‘Ae Fond Kiss…’: the Ken Loach movie informed by 9/11
One of the United Kingdom’s greatest-ever filmmakers, Ken Loach emerged during a period of societal and cinematic upheaval in the 1960s and became increasingly intertwined with the notion of depicting social realism on-screen.
Many of his best films focus on class and economic inequalities, the injustices of everyday life, and the plight of the working classes, and the state of constant evolution the country found itself in ensured that as much as his work through the decades adapted and changed with the times, it remained as timely and relevant as ever.
He’s a distinctly British auteur who tells distinctly British stories, but one of his features was born from a global tragedy. Drawing its title from Robert Burns, 2004’s Ae Fond Kiss… stars Atta Yaqub and Eva Birthistle as Casim Khan and Roisin Hanlon, using their burgeoning relationship as the basis for a powerful romantic drama.
A love story unfolding in Glasgow, the young Muslim man and Irish Catholic woman encounter constant opposition to their entanglement, rooted deeply in their own upbringing and circumstances. Casim turns his back on an arranged marriage and threatens to alienate his devout family by doing so, while teacher Roisin is refused a position at a school when a priest discovers the religious background of her paramour.

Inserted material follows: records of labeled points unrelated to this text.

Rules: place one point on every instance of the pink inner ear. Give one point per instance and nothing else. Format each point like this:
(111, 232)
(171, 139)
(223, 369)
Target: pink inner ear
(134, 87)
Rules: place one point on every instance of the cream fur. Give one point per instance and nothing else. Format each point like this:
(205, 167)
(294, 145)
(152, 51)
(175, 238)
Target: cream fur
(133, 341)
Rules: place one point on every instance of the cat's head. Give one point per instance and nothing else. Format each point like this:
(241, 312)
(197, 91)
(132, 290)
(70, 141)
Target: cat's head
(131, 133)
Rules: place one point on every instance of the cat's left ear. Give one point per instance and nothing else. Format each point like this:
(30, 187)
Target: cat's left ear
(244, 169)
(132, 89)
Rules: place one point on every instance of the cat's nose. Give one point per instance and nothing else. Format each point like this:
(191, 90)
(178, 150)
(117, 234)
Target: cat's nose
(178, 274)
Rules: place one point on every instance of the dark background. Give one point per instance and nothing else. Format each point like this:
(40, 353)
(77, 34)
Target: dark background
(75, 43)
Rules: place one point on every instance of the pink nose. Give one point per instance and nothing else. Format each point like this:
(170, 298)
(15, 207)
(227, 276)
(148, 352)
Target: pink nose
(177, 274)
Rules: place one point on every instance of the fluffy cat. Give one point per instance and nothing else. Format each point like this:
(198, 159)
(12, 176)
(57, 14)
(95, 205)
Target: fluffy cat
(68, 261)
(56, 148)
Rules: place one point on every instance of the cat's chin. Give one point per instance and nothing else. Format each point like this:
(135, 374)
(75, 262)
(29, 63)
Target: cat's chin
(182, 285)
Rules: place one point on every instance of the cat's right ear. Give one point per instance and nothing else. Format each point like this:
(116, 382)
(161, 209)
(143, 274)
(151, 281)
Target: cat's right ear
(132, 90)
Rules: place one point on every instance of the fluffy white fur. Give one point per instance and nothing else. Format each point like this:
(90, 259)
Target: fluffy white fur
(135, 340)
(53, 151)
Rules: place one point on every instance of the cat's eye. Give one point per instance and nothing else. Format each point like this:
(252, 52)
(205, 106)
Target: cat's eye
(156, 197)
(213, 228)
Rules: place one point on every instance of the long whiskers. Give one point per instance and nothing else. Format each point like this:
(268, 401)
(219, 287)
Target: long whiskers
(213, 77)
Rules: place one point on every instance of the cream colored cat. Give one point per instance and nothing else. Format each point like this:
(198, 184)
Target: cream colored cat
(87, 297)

It’s a story that reflected issues faced by many who’d found themselves in similar situations to the central couple, but as screenwriter Paul Laverty explained to the BBC, the impetus behind the script for Ae Fond Kiss… was a harrowing tragedy that occurred on the other side of the world.
“I suppose really it was coloured by September 11th,” he said. “I was actually in the States when that incident took place. It was amazing just seeing the propaganda and how it was covered. Right in the middle of it I got an email from a friend who’s Asian-Scottish. She told me of the experience of her nieces, how they were scared, frightened and touched by it.”

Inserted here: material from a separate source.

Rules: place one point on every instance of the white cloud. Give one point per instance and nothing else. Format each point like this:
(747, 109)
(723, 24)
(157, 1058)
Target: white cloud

The scribe thought it would be “really fascinating to see how young adolescents in Glasgow, simply because they were Muslim, are somehow being targeted for something happening in the States.” It was an unsavoury by-product of a terrorist attack that reverberated across the globe, and placing that sense of otherness against the backdrop of a love story was Laverty’s inroad to Ae Fond Kiss…
On a micro level, the writer “thought it would be a really good idea to examine the experience of fellow Scots from a different background” after one of his friends – who’d lived in the country for years – told him they’d always feel like a stranger in their adopted home. As a result, that combination of an inbuilt outsider mentality and the after-effects of 9/11 coalesced in his mind to shape the story he wanted to tell.